Yesterday, we reported on emails between the Hickenlooper administration and the Colorado Division of Insurance in which the Division of Insurance told the administration that the number of cancellations due to Obamacare was firmly at 250,000. What nobody seems to have considered is that these emails were made public only because the Hickenlooper administration waived deliberate privilege, which is basically like waiving executive privilege.
This is pretty significant. Executive privilege exists so that heads of governments can have open and frank discussions about sensitive issues. And they did that because they prized their image as a transparent administration over additional email facts that paint liberal U.S. Senator Mark Udall into a cancellation corner.
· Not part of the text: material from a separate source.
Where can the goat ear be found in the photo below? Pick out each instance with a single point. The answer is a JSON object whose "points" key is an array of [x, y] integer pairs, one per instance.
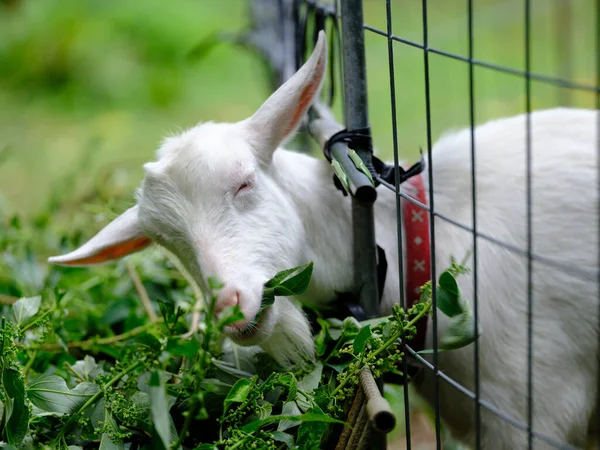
{"points": [[119, 238], [278, 118]]}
We mentally bookmarked this yesterday for future reference, but we had no idea that Hickenlooper himself would throw Udall under the bus the very next day (today) during a BuzzFeed interview:
“I am concerned that it is going to be a difficult year for Democrats and I am going to be painted with that same brush,” he said. And while he pointed to a rare decrease in the rate of growth in health care costs as a sign that the Affordable Care Act’s cost-control measures are working, he says he doesn’t expect that to help much with the politics. He also said he doesn’t anticipate wanting President Obama (or any other out-of-state figure) to campaign for him.
“As a campaign thing, when I walk into a room and say how many people hate the ACA, half of the hands or two-thirds of the hands in the room go up,” he said.
The big question becomes, when will the Democratic Senatorial Campaign Committee and it’s head, U.S. Senator Michael Bennet (D-CO) finally give up on Udall? Rumor has it (by that we mean Bennet was Hick’s chief of staff, in case you forgot) that Hickenlooper and Bennet are tight – is Hickenlooper paving the way for the DSCC pullout?